23Cette densité et complexité du message du rituel de Solutré explique que la Roche soit devenue un lieu mitterrandien.
Solutré, attribut et lieu de pèlerinage post-mortem mitterrandien
24En médiatisant le rituel sous sa présidence, Mitterrand a nationalisé le site de Solutré au point qu’il y a une sorte de mitterrandisation du lieu. Pourtant, l’intérêt des Bourguignons a mis du temps à se manifester. Si l’on a vu que Solutré était évoqué dès 1976 dans les médias nationaux, le dépouillement de la presse locale lorsque Mitterrand était ministre de la IVe République, puis candidat aux présidentielles en 1965 et 1974, ne donne rien, ce qui confirme le caractère intime du « rendez-vous ».

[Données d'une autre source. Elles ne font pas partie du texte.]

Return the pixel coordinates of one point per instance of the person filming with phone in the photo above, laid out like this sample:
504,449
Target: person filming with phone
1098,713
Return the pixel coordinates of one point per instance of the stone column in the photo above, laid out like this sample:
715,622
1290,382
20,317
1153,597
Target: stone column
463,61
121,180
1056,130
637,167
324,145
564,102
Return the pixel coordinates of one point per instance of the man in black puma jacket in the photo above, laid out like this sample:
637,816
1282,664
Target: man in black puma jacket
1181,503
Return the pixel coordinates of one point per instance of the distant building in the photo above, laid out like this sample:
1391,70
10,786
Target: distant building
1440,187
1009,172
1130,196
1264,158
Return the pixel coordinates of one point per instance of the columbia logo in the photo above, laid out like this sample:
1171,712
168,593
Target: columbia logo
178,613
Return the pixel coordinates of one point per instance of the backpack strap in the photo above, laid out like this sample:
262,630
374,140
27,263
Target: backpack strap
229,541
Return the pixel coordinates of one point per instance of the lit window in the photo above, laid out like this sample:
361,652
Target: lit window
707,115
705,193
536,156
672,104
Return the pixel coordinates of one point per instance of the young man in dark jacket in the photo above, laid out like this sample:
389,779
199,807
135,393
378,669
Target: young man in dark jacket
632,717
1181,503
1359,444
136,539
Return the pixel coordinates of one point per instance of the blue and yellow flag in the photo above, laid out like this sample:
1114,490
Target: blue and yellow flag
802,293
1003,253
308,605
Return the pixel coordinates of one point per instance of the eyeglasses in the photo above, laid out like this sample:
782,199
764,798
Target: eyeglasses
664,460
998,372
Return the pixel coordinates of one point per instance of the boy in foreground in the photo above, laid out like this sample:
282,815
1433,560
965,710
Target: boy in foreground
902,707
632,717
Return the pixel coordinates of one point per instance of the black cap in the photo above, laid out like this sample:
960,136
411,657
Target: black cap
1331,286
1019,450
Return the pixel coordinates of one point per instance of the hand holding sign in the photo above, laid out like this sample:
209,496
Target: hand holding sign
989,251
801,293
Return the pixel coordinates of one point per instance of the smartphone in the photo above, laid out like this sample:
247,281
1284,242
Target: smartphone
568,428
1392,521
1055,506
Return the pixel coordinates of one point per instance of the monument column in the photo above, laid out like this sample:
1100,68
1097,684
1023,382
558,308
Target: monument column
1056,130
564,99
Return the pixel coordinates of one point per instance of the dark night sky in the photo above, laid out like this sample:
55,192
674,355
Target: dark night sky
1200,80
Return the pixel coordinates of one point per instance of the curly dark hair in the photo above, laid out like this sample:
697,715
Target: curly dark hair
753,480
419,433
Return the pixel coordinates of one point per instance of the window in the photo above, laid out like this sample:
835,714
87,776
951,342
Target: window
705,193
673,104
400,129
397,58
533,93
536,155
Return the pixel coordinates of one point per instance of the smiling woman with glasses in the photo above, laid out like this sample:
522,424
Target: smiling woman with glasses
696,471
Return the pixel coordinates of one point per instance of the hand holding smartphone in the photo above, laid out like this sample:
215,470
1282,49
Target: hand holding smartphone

25Il faut attendre la victoire de 1981. Dès lors, la couverture médiatique du rite présidentiel est assurée non seulement par les médias nationaux – journaux télévisés et quotidiens – mais aussi par la presse régionale avec Le Courrier. Journal de Saône-et-Loire. Outre ses Unes, dans ses pages mâconnaises, il décline les retrouvailles du clan à Cluny, le déjeuner à la Grange-au-Bois ou à Solutré-Pouilly, les visites aux vieux amis du cru et aux édiles locaux. En 1986, le maire Fernand Bucchianeri (MRG) de Solutré-Pouilly s’enthousiasme en qualifiant le président de « Père Noël de la Pentecôte », de meilleur délégué aux relations publiques de Solutré car, grâce à lui, le site serait « universellement connu79 ». Mais dès 1992, il alerte les pouvoirs publics sur les risques encourus par le site et ses vignobles80. De sorte qu’en 1994, l’État inscrit la Roche et ses environs dans son opération Grands Sites lancée deux ans plus tard. Il faut dire que les guides touristiques, dont le Michelin, ne manquent pas d’évoquer « le pèlerinage mitterrandien ». Aussi, en 2000, lorsque Le Monde consacre une enquête à dix sites remarquables menacés par la sur-fréquentation touristique, la Roche de Solutré y figure en bonne place. Et il constate qu’à cette date, le haut-lieu reçoit 120 000 visiteurs par an et que, les jours de grande affluence, 650 personnes se pressent en même temps sur les deux kilomètres de l’étroit sentier qui conduit au sommet81. Lieu touristique, la Roche de Solutré est devenue, en outre, l’un des attributs de Mitterrand, pour les journalistes, écrivains, caricaturistes ou dessinateurs de bande dessinée, au même titre – ou presque – que son chapeau, son manteau et son écharpe82.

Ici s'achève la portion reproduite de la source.